Discrete Dynamics in Nature and Society (Jan 2020)

Deep Learning-Based Amplitude Fusion for Speech Dereverberation

  • Chunlei Liu,
  • Longbiao Wang,
  • Jianwu Dang

DOI
https://doi.org/10.1155/2020/4618317
Journal volume & issue
Vol. 2020

Abstract

Read online

Mapping and masking are two important speech enhancement methods based on deep learning that aim to recover the original clean speech from corrupted speech. In practice, too large recovery errors severely restrict the improvement in speech quality. In our preliminary experiment, we demonstrated that mapping and masking methods had different conversion mechanisms and thus assumed that their recovery errors are highly likely to be complementary.

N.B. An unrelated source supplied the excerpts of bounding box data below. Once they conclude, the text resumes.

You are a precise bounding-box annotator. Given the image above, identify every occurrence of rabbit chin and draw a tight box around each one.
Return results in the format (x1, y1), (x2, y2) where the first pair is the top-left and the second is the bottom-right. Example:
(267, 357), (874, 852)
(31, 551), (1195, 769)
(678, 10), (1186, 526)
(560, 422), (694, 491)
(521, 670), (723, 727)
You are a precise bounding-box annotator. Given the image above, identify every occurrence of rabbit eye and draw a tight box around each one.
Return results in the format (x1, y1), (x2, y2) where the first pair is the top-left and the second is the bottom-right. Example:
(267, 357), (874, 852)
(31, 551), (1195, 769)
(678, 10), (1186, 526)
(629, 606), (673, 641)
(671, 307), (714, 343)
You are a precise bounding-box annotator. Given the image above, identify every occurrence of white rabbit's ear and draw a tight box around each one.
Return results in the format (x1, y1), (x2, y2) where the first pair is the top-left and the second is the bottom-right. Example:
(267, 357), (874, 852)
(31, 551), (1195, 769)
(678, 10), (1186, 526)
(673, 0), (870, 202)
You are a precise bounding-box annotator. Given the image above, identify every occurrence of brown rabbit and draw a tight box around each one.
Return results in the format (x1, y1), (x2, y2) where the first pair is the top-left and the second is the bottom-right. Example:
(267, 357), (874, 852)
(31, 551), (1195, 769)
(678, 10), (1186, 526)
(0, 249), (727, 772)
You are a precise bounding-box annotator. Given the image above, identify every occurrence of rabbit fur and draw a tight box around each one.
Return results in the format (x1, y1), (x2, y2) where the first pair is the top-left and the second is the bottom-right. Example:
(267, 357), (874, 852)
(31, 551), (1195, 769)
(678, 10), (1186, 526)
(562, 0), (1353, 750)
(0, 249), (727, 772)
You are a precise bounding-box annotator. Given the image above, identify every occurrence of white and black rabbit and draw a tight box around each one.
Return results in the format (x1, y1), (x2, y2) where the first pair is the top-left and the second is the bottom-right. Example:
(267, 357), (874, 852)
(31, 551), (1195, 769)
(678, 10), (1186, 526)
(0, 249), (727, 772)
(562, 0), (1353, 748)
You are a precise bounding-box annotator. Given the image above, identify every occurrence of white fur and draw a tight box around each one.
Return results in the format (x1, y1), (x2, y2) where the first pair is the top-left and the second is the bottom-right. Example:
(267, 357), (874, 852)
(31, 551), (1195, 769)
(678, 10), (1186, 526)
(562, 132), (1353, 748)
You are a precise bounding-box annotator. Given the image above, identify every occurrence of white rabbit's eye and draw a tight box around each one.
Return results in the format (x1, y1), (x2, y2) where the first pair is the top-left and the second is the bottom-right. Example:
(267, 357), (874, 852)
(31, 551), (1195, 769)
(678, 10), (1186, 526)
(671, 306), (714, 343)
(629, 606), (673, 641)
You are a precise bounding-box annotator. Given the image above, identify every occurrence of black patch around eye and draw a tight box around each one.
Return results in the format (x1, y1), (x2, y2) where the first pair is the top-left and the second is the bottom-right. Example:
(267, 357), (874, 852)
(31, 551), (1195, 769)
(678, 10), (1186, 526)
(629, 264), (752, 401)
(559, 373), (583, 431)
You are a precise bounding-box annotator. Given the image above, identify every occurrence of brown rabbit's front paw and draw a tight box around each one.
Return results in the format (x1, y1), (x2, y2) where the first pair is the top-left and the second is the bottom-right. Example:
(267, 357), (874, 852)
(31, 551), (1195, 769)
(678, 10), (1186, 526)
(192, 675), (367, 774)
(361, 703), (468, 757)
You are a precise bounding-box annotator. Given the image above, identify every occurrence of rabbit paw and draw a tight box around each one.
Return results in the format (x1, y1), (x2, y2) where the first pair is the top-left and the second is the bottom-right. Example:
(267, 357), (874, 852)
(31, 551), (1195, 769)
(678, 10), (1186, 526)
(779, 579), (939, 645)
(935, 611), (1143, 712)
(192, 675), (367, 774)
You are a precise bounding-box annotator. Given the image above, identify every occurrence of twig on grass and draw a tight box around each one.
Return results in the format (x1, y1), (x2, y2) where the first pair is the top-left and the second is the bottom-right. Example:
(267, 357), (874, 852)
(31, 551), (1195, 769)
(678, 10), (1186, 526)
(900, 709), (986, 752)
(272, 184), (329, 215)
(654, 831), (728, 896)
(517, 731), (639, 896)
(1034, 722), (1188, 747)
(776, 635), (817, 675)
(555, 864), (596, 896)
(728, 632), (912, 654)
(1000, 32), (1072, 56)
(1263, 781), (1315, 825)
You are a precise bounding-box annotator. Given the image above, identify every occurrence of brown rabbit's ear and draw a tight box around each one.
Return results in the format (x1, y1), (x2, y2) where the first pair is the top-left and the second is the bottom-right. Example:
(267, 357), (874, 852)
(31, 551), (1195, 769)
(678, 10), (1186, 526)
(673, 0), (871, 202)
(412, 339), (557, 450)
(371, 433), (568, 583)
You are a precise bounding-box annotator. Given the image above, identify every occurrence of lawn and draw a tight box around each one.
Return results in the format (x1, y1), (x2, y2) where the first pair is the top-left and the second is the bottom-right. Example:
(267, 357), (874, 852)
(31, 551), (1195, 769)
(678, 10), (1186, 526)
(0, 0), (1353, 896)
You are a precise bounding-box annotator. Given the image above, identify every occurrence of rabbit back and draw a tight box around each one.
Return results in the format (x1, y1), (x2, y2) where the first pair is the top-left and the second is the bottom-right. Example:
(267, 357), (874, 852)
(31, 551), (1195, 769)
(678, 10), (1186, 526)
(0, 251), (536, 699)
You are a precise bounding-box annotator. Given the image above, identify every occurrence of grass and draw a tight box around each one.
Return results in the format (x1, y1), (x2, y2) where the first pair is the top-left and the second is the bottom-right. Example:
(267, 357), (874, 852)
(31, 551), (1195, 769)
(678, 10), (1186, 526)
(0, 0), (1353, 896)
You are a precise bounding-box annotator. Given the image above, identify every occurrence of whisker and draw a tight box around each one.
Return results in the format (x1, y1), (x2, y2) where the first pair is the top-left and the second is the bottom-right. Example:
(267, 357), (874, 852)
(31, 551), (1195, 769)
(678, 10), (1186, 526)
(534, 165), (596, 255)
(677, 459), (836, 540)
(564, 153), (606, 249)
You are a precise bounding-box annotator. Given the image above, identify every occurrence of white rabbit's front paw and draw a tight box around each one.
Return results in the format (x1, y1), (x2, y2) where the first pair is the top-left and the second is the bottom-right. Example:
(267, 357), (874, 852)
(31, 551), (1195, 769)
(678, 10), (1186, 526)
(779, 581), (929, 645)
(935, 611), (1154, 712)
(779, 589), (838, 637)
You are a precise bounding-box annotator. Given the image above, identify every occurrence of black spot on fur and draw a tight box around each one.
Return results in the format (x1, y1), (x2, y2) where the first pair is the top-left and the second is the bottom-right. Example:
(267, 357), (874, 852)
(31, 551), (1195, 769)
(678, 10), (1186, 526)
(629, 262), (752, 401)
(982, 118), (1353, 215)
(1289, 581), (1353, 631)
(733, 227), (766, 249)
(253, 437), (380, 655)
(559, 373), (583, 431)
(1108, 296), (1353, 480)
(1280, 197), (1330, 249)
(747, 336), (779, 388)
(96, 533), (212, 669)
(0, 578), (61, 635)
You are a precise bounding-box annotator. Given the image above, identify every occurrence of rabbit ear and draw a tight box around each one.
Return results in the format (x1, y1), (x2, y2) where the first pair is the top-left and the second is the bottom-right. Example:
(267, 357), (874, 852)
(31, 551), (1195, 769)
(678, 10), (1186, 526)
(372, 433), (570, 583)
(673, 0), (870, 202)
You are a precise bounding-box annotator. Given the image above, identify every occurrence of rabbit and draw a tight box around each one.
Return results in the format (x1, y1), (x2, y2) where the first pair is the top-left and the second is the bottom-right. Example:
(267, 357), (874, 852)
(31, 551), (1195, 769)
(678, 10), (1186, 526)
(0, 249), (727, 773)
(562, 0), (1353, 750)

Also, the complementarity was validated accordingly. Based on the principle of error minimization, we propose the fusion between mapping and masking for speech dereverberation. Specifically, we take the weighted mean of the amplitudes recovered by the two methods as the estimated amplitude of the fusion method. Experiments verify that the recovery error of the fusion method is further controlled. Compared with the existing geometric mean method, the weighted mean method we proposed has achieved better results. Speech dereverberation experiments manifest that the weighted mean method improves PESQ and SNR by 5.8% and 25.0%, respectively, compared with the traditional masking method.